Tuesday, 3 July 2012

Important techniques in Vision for Robotics

Some of the key computer vision skills required for Humanoid Robotic Vision from my point of understanding are:

1.) Hough transforms to detect line/planes/contours etc.

2.) Perspective vision (Especially if we use two cameras for (eye-like) vision, and for depth mapping).

3.) Block matching for correcting the left and right side vision problems.(Jut close one eye and you'll find the image significantly different from when its two eyes, to simulate this kind of correction for a computer is a pretty difficult task and is ongoing current research efforts.)

4.) Calculating odometry information by calculating the kinematic transforms for each step the robot takes. This is necessary for keeping balance without a special sensor for balance.

5.) Calculating the floor planes from the visual information using standard 3-D reconstruction techniques and/or depth maps.
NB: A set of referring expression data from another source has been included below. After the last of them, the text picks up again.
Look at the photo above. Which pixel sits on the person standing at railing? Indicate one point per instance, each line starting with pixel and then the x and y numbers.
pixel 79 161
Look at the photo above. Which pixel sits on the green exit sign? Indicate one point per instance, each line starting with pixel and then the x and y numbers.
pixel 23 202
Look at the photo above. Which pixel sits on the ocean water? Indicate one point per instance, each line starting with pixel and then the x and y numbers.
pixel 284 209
6.) Creating an occupancy grid once we have made the floor plane and clustered it into object blocked clusters and free clusters. 
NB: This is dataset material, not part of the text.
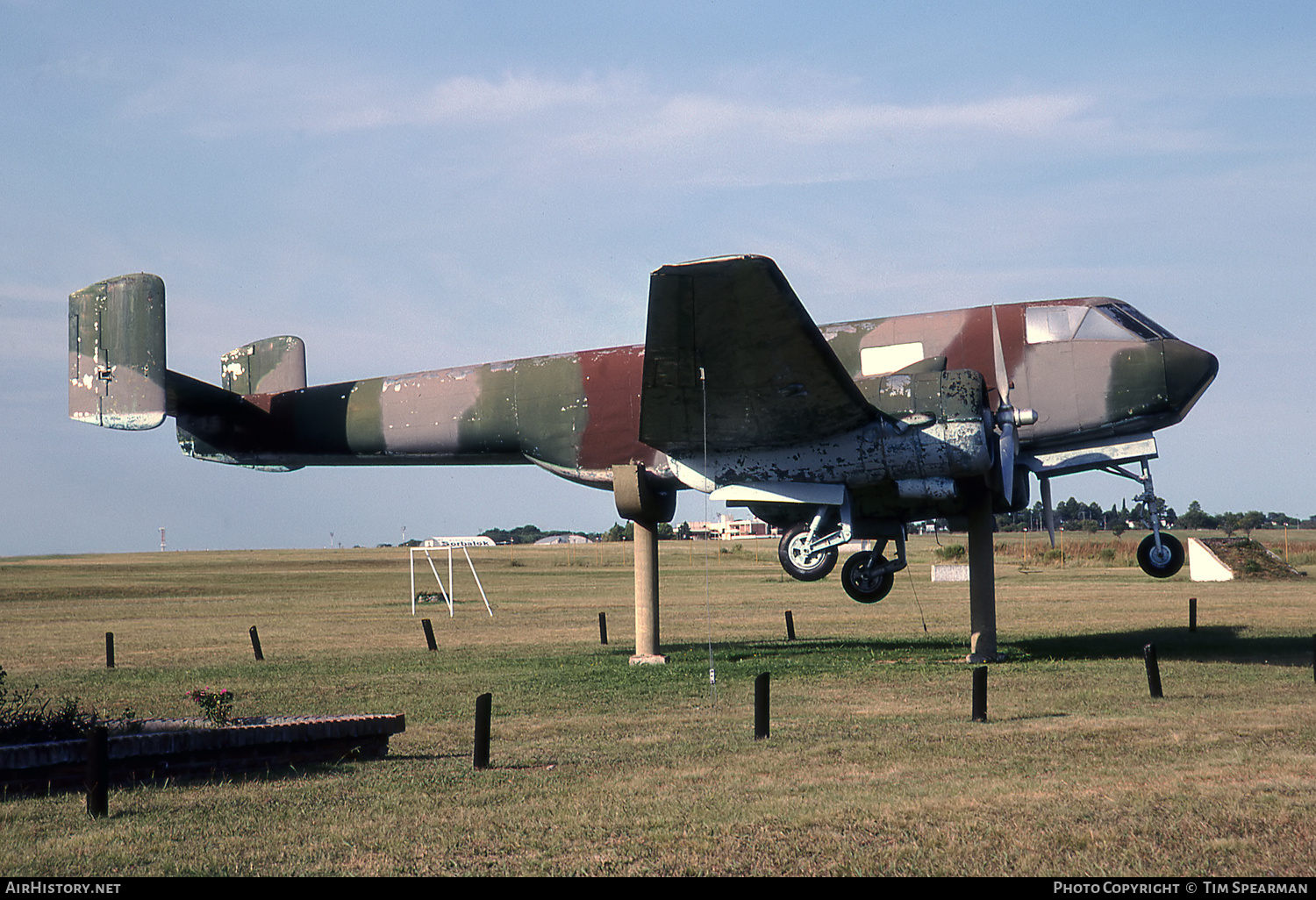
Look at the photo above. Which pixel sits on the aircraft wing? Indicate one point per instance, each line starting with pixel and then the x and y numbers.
pixel 769 376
7.) Making an efficient algorithm to plan paths based on the Occupancy Grid. (Maybe A* or Dijkstra's or something)

Monday, 2 July 2012

No Kinect for External Environments: Why?

Here's why Skeletal Tracking Algorithms used by Kinect does work so well in the external environments:

Kinect sensor isn't suited for outside/external environments. It is based off skeletal tracking. Now here's how skeletal tracking works: 

For the depth image we:
1) Thresholding on the depth image to extract the foreground from the image.
2) Noise is removed using morphological operations of erosion and dilation.
3) Further small blob removal is done to get a clean foregound segmented image.
4) This helps us focus on only the subject in the image and calculate the Extended Distance Transform.

For the RGB image we:
1) Face and upper body detection.
2) Skin Segmentation.
3) Arm Fitting

For the face and upper body detection, we use hear features in the viola-jones face detection algorithm. The hear features used are edge detectors, line features and centre surround features.

Problems in the external environment are:
1) Skeletal tracking doesn't work for non-humans.
2) Gestures/Human/environment movements cannot be tracked as easily using skeletal tracking when the perspective view is different or rather say sideways etc. A problem of the extended distance transform used.
3) Its far more difficult to morphologically clean up an image in the wide variety of external environments we can think of.